Masekela, who enjoys world acclaim as a trumpet maestro, secured a place for himself as a jazz great with his hit Grazing in the Grass.

He grew up in KwaGuqa, Witbank, before going to live with his parents in Payneville, Springs, before Alexandra, which he calls the hub of resistance.

After paying respects to the elders we talk about the second edition of the Hugh Masekela Heritage Festival set for November 29 at Soweto's Cricket Oval (Elkah Stadium). Also on the bill are Tsepo Tshola, The Soul Brothers, Beatenberg, Jeremy Loops, Laurie Levine and Josie Field.

"When I left South Africa it was at the end of mutual admiration between ethnic groups, including whites. One of the reasons apartheid came into being was because on weekends whites would fill the townships. It was like a carnival, from 6pm on a Friday and it won't stop until Sunday night. The festival is moulded with that in mind."

He believes the local festival circuit is still too segregated and the Heritage Festival will get people to know each other.

"I've started a foundation with a few friends to bring the presence and visibility of heritage and tradition into our lives.

"We need an institute to have an academy and a spectacle of true rainbow integrated performances. And people can learn languages and talented aged can people share their stories."

We discuss his stance on weaves and not much has changed.

"From an economic perspective we shell out R100-billion a year of hair products to other cultures, and nobody imitates us. African hair is the only one you can sculpt, so we have hundreds of styles, but we leave that to go and do stuff..."

He still will not have pictures taken with women wearing weaves.

"I find it difficult to pose with them because I preach heritage and then I have to be seen with people who don't look like heritage. Secondly, I'm superstitious if you come to me wearing another person's hair and it's a dead person it makes me uncomfortable.

"From a spiritual heritage perspective it feels awkward.
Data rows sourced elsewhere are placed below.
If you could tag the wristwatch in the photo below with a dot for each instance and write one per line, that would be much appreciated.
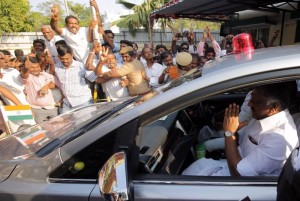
(228, 134)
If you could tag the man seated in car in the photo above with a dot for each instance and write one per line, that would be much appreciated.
(264, 144)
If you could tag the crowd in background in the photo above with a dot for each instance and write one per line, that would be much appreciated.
(73, 68)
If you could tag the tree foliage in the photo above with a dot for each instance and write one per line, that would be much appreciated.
(14, 16)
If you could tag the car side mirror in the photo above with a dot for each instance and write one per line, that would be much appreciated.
(113, 179)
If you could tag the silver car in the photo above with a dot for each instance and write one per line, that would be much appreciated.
(136, 149)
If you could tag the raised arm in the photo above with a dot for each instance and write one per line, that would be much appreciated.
(173, 45)
(54, 20)
(9, 95)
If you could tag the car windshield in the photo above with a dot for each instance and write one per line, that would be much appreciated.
(59, 129)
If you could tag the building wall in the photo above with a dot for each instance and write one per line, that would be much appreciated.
(12, 41)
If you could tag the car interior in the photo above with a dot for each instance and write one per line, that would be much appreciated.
(172, 148)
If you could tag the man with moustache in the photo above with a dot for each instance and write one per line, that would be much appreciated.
(78, 38)
(72, 77)
(50, 41)
(133, 69)
(112, 86)
(264, 143)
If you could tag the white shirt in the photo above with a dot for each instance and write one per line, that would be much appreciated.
(72, 83)
(11, 81)
(153, 73)
(276, 137)
(215, 45)
(112, 87)
(52, 48)
(78, 42)
(273, 139)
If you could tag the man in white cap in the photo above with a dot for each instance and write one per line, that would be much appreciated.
(184, 62)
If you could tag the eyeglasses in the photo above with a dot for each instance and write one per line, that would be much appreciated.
(39, 41)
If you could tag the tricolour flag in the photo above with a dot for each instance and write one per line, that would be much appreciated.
(16, 112)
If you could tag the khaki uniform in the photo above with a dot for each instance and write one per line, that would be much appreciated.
(135, 73)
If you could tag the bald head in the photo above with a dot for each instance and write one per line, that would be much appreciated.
(48, 33)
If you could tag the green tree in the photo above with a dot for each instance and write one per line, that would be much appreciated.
(140, 16)
(12, 15)
(82, 12)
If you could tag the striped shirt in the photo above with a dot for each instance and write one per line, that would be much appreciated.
(72, 83)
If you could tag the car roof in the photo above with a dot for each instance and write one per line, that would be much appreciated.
(224, 69)
(255, 61)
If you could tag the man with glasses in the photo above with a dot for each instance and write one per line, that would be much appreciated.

I feel bad for them because they wear it with so much pride.

"When Steve Biko spoke about consciousness it was politicised, but it's the same thing."

Masekela has lent his face and name to an insurance company earning the nickname Mr Assupol, thanks to the TV infomercials.

"In the 1960s Harry Belafonte said I should never cheapen myself by doing commercials. Thirty years later he asked me why I wasn't doing them. He said now was the time because I have a name."

Masekela says the partnership has allowed him to interest them in sponsoring some of his projects, including his inaugural lecture at University of Johannesburg.

He is working on an album with Oliver Mtukudzi and a group of mbira players. The next stop will be with Salif Keita in Mali.

Masekela says his plans to honour Miriam Makeba with a musical have been scuppered by those who administer Makeba's Trust.

"To hold the story of who I call the patron saint of African culture at ransom like that is a drag," he says.